The survey, ‘Personal Protective Equipment: Analysis of European End Users’, provides an in-depth look at the PPE market, its requirements and the factors that impact on end users.
As far as technical performance is concerned, end users mainly just look for the products to comply with specified European legislation.
“Above-the-neck protection is one area where new pan-European legislation should have a positive effect on sales in the coming years”, says Frost & Sullivan industry analyst Dr. Brian Balmer.
“The reduction in noise threshold limits in working environments from 85 to 80 decibels is likely to increase the number of workers that need to wear hearing protection”, he adds.
Although most companies said that their purchase of PPE depended on its ability to meet European norms, some end users – for example, Italian companies – stated that their PPE purchasing was strongly driven by local norms.
Among specific product-related needs, wearer comfort tended to outweigh all other considerations, except hazard protection performance. Although many companies now perform field tests of new products with their employees before placing orders, the price rather than the comfort factor still tends to rule at the time of making the actual purchase.
Customer service featured next on end users' lists of purchasing needs. Brand or product manufacturer's reputation did not appear to be a major consideration.

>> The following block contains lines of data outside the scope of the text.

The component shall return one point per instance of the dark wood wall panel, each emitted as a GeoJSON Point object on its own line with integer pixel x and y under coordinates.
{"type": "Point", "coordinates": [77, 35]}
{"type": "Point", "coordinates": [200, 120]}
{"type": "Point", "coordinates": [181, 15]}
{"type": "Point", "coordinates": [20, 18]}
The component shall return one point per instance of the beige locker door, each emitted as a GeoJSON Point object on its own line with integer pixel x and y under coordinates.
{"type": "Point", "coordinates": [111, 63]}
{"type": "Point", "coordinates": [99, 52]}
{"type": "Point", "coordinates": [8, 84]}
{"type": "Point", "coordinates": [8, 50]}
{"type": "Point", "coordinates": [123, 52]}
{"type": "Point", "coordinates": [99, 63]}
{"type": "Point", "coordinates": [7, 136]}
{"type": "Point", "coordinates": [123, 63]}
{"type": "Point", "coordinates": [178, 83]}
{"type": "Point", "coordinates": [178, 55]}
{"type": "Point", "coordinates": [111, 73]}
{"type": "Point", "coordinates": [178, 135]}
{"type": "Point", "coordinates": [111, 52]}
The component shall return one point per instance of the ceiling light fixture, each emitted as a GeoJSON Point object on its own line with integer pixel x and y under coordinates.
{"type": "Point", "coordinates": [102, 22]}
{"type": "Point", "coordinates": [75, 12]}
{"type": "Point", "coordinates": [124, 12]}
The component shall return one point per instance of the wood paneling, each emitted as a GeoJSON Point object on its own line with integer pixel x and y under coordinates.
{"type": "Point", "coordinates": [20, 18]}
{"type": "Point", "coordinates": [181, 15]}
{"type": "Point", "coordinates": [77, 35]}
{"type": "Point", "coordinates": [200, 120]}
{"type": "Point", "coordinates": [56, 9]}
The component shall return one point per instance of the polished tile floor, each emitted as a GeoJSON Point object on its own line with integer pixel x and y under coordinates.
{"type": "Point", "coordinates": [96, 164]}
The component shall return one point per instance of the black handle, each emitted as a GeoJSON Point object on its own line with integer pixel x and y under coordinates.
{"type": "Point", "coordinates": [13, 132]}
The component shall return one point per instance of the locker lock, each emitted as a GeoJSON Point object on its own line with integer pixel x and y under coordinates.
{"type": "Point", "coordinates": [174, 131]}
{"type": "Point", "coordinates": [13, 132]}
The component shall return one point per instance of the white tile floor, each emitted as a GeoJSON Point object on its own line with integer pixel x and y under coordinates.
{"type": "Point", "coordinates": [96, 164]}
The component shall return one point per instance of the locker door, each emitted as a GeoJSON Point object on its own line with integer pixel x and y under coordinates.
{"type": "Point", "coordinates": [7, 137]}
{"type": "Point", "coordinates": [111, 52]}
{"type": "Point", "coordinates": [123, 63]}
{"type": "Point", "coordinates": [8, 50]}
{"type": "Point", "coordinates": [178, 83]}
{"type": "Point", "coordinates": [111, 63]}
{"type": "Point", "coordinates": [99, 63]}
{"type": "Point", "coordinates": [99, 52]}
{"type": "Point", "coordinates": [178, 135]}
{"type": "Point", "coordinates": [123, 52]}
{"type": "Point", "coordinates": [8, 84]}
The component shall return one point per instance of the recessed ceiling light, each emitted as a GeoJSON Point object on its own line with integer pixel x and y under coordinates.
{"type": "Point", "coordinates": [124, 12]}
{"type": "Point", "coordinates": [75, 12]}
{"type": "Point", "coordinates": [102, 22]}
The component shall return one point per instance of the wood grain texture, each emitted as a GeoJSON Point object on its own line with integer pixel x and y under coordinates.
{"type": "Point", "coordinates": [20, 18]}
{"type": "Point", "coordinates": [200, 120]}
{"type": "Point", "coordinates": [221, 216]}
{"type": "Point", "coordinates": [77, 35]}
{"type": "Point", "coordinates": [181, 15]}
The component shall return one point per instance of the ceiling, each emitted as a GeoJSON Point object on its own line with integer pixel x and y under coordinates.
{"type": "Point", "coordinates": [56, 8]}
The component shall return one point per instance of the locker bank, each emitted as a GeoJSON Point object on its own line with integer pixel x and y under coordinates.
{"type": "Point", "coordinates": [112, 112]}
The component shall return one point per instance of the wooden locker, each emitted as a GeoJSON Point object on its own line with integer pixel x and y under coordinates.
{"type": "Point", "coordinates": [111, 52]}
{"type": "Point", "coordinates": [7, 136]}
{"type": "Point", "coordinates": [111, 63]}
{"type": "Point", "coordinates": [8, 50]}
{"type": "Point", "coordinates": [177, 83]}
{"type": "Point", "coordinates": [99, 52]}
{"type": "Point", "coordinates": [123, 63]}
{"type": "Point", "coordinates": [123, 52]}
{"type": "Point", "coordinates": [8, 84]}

“The implication is therefore that, if a company thinks a product from a lesser known source seems to do the job as well as the market-leading brands and is cheaper, the company is likely to buy the less expensive product”, says Dr. Balmer. “This could, in many cases, be a distributor's own-brand product or something similar”.

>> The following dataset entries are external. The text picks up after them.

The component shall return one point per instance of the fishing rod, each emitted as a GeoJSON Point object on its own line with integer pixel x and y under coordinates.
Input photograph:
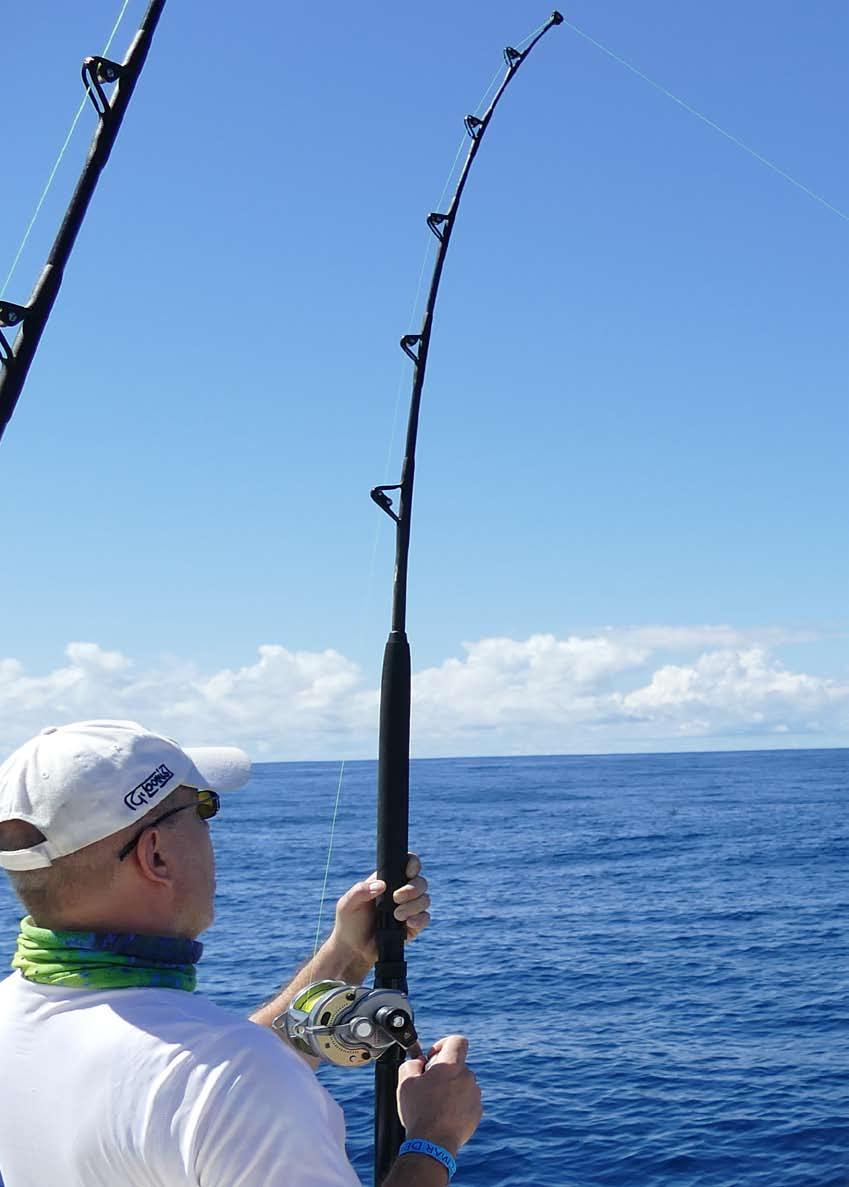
{"type": "Point", "coordinates": [29, 321]}
{"type": "Point", "coordinates": [393, 749]}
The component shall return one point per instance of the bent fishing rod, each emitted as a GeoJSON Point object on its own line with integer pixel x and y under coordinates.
{"type": "Point", "coordinates": [29, 321]}
{"type": "Point", "coordinates": [393, 750]}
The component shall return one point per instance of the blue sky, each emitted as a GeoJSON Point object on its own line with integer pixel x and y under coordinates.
{"type": "Point", "coordinates": [631, 506]}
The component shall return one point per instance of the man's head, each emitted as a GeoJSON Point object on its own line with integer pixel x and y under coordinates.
{"type": "Point", "coordinates": [102, 824]}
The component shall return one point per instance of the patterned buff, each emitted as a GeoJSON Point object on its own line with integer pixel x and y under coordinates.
{"type": "Point", "coordinates": [106, 959]}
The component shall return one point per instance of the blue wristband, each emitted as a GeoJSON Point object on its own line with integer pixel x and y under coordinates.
{"type": "Point", "coordinates": [419, 1146]}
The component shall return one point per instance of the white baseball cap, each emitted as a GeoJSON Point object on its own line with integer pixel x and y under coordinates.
{"type": "Point", "coordinates": [81, 782]}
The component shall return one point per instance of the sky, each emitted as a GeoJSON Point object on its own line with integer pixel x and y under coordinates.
{"type": "Point", "coordinates": [629, 531]}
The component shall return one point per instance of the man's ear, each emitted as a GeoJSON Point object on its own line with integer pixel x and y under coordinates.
{"type": "Point", "coordinates": [151, 858]}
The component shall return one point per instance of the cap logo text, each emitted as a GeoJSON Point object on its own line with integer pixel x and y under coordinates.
{"type": "Point", "coordinates": [147, 788]}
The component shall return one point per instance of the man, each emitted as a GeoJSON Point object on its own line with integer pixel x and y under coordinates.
{"type": "Point", "coordinates": [114, 1073]}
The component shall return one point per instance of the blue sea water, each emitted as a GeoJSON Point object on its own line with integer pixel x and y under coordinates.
{"type": "Point", "coordinates": [648, 953]}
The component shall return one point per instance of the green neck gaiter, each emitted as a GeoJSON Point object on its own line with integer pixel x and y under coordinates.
{"type": "Point", "coordinates": [106, 959]}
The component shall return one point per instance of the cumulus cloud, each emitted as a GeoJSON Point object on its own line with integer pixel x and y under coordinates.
{"type": "Point", "coordinates": [639, 689]}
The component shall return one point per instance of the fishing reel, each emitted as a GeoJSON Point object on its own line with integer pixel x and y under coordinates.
{"type": "Point", "coordinates": [347, 1024]}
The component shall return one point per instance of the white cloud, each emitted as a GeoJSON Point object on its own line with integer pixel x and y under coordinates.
{"type": "Point", "coordinates": [620, 689]}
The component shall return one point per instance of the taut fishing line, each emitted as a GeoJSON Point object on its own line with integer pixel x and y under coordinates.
{"type": "Point", "coordinates": [54, 171]}
{"type": "Point", "coordinates": [430, 247]}
{"type": "Point", "coordinates": [711, 124]}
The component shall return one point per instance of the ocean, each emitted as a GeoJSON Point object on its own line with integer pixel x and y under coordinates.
{"type": "Point", "coordinates": [647, 952]}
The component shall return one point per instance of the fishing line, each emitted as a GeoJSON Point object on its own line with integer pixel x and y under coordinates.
{"type": "Point", "coordinates": [58, 159]}
{"type": "Point", "coordinates": [430, 247]}
{"type": "Point", "coordinates": [692, 110]}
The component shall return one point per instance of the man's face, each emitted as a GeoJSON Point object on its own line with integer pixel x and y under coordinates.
{"type": "Point", "coordinates": [195, 865]}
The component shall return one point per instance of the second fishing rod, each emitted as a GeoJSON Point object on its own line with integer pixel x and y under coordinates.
{"type": "Point", "coordinates": [393, 750]}
{"type": "Point", "coordinates": [27, 322]}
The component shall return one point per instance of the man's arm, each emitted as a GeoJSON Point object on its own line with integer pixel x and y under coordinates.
{"type": "Point", "coordinates": [350, 951]}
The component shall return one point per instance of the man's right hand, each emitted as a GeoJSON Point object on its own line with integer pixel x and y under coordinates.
{"type": "Point", "coordinates": [439, 1099]}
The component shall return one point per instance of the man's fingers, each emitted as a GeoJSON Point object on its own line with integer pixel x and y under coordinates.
{"type": "Point", "coordinates": [450, 1049]}
{"type": "Point", "coordinates": [362, 892]}
{"type": "Point", "coordinates": [410, 1068]}
{"type": "Point", "coordinates": [417, 924]}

PPE companies are now looking at customer service as an increasingly important way of achieving differentiation. In the protective gloves market, for instance, manufacturers are providing audits or “glove plans” whereby they visit an end user, inspect the workplace and make informed recommendations on the kind of gloves the company should use.
PPE manufacturers looking to increase market share must keep track of the frequency with which customers review their PPE requirements.
While most companies conduct an annual review of products and brands available, a significant number of respondents in the Frost & Sullivan analysis said that they would consider changing their supplier only when supply contracts are due for renewal or if they faced specific service-related problems.
Again, purchasing needs and buying patterns tend to vary from region to region.
Key geographic trends indicate that companies in the southern European countries spend considerably less per employee on PPE than those in northern Europe, although countries such as Italy and Spain have been catching up. Notably, companies in Scandinavia have the highest PPE expenditure per employee.
While marketing visits feature in the preferred marketing methods of all countries, they were least popular in France and Benelux where advertisements and direct marketing channels, respectively, are most effective.
Companies in Germany tended to favour PPE trade shows, with 58.5 per cent of end users using this method as compared to the European average of 33 per cent. Scandinavian companies, on the other hand, were more inclined towards visits, direct marketing, and advertisements as well as proactive searching such as on the Internet.
At the time of actually placing the order for PPE, large companies seem to favour product samples while smaller companies seem happy to choose from catalogues.
No doubt linked to the low importance of brand name, end-users could not either provide a great deal of insight into the relative strengths of different brands.
Some trends do still emerge however. Customers show a high degree of loyalty to some particular brands, often buying many different products from these brands. However, the study suggests that brand loyalty might be undermined in certain cases; for instance, if a customer changes suppliers and is unable to source its preferred brand from the new supplier. In such cases, the customer may opt to go in for the brand stocked by the new supplier.
Companies looking to succeed in the PPE market should take note of such trends, as they are key to understanding the strengths and weaknesses of the market leaders.